Cash Flow Analysis for a Fast-Food Restaurant
A cash flow analysis summarizes your cash collections and cash payments for a specific time period. You may handle cash from sales, loans and capital contributions from investors in the course of running your fast-food restaurant. You will spend on items such as purchases, wages and debt repayments. Cash flow analysis classifies the various cash inflow and outflow items into three broad categories: operations, investments and funding.
Add your total cash receipts for the period. Notably, cash sale transactions account for much of the revenue of a fast-food restaurant. The Internal Revenue Service elaborates that “many restaurants, especially smaller or closely held ones, are cash intensive and employees and/or owners handle large volumes of cash transactions every day.” Add your total payments for the period under review. Some of the expenses you are likely to incur in your fast-food restaurant include license fees, delivery charges, purchases of food items and packaging materials. Unlike sales, expenses of the fast-food restaurant may comprise a combination of cash and credit purchases. Therefore, your total payments from operations are the cash purchases and credit purchases due for payment within the period.
Compute your total cash inflows and cash outflows from investment activities. Cash flow from investments concern the sale and purchase of long-term assets, such as kitchen equipment and delivery vans, for your restaurant business. Investment activities where capital asset purchases exceed the sale of fixed assets usually generate negative cash flows. The 10th edition of Accounting Concepts and Applications estimates about 80 percent of U.S. companies report negative cash flows that result from investing activities.
Calculate your cash flow from financing activities.
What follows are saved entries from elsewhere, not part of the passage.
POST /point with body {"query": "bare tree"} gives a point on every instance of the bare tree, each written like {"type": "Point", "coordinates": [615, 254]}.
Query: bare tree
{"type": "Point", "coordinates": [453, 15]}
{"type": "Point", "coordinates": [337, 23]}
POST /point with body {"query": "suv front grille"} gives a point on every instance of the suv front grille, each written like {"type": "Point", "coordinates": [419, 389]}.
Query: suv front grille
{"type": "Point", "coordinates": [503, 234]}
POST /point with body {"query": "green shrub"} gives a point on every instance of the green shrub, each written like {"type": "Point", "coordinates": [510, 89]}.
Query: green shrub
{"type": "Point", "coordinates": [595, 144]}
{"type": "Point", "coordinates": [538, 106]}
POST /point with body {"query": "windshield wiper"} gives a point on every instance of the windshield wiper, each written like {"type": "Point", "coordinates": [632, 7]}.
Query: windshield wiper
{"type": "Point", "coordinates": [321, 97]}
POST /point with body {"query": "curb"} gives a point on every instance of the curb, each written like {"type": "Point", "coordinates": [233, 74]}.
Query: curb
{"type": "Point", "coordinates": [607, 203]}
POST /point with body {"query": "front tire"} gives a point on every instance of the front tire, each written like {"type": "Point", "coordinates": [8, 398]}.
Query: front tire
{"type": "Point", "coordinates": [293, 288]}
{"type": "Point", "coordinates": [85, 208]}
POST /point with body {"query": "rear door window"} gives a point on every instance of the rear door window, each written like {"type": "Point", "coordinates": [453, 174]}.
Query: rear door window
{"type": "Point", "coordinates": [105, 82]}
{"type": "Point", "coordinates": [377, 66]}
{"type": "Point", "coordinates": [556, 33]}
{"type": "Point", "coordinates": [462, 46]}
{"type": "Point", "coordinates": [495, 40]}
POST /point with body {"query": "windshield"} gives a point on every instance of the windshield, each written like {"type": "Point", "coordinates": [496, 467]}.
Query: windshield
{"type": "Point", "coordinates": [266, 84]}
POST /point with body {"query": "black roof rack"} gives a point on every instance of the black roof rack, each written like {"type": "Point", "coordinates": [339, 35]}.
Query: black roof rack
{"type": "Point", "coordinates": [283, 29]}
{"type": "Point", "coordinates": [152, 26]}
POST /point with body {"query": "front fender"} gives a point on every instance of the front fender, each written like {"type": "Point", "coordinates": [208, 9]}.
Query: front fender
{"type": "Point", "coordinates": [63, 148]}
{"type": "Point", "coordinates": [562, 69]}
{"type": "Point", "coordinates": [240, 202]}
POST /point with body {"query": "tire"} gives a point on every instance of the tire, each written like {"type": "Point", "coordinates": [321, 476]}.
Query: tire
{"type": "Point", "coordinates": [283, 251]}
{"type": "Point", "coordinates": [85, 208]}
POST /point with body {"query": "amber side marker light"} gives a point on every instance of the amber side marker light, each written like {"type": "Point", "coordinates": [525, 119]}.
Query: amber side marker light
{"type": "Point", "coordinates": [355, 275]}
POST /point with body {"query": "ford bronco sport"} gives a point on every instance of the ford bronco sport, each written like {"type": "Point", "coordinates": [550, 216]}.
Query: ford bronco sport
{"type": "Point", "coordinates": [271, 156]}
Business capital for a fast-food restaurant may cut across various finance sources, such as equity finance and long-term loans. Cash receipts from lenders or shareholders generate cash inflows, while dividends or debt repayments generate cash outflows.
Add the total cash inflows and cash outflows from operations, investments and funding activities. The difference between the cash inflows and cash outflows will be the net cash flows for your fast-food restaurant.